Abstrak/Abstract |
In the past decade, eye tracking has been a crucial
approach for object selection in digital assistive technology as well
as touchless digital signage. Accurate object selection depends on
performance of eye movements classification. Many deep learning
techniques have been proposed for eye movements classification.

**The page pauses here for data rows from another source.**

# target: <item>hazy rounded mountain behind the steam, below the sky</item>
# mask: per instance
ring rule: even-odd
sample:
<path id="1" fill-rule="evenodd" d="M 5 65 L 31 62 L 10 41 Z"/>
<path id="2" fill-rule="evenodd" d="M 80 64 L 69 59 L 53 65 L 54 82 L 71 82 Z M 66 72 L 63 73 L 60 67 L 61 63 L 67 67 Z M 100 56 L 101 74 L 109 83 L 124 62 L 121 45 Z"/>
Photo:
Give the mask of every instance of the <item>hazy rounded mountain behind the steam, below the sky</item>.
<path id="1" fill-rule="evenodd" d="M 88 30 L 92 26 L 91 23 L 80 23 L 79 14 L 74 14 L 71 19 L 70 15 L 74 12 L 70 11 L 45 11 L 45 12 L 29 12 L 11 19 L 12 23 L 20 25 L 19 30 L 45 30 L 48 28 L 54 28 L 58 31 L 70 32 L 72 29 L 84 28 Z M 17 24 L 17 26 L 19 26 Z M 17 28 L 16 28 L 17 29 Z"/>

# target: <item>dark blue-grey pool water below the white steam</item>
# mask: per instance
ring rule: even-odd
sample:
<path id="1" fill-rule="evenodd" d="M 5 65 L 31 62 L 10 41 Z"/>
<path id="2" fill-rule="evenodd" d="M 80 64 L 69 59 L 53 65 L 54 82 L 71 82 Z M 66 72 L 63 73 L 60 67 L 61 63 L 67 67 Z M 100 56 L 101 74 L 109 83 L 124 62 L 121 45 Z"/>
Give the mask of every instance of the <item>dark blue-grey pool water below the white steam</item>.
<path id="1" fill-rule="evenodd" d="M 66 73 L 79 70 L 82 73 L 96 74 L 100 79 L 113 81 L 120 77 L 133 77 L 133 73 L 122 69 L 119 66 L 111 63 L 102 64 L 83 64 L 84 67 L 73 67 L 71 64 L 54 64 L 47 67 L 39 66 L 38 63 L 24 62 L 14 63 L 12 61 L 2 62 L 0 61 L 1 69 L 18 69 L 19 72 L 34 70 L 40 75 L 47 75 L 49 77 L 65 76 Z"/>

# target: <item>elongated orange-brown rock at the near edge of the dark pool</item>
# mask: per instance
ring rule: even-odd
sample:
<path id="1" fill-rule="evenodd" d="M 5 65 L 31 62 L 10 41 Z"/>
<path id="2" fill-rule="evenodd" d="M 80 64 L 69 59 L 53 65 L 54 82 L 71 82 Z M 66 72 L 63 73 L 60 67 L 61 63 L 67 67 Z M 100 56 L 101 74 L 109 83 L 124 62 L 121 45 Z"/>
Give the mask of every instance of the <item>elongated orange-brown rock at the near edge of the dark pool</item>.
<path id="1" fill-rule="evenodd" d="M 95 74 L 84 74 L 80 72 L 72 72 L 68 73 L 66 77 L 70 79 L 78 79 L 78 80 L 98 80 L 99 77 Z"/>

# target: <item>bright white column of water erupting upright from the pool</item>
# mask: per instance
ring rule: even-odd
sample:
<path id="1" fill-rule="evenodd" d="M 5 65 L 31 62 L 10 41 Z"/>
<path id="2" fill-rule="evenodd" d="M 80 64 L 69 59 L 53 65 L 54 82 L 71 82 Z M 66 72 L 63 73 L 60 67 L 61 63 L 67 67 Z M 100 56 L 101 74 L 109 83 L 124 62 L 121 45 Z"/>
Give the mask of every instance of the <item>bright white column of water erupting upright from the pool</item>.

Despite of these numerous models, previous approaches have
yet to achieve high classficiation accuracy—particularly when
dealing with smooth pursuit eye movement. To bridge this
scientific gap and improve the effectiveness of eye movement
classification, we propose a hybrid CNN-Transformer model. We
also incorporated Hyperband hyperparameter tuning to obtain
the best parameter values of the model. We evaluated our
approach in the GazeCom dataset. This dataset was enhanced
with customized annotations designed to accommodate different
types of eye movements. Our method yielded F1 scores of 0.9572,
0.9273, and 0.8358 for fixation, saccade, and smooth pursuit eye
movements, respectively. The proposed method achieved superior
F1 scores by a margin of 1% to 12.36% compared with the state-
of-the-art Temporal Convolutional Network (TCN). A significant
improvement was observed in the classification of smooth pursuit
eye movement. The experimental results imply that the proposed
method can serve as a guide for implementing the Transformer
models for eye movements classification |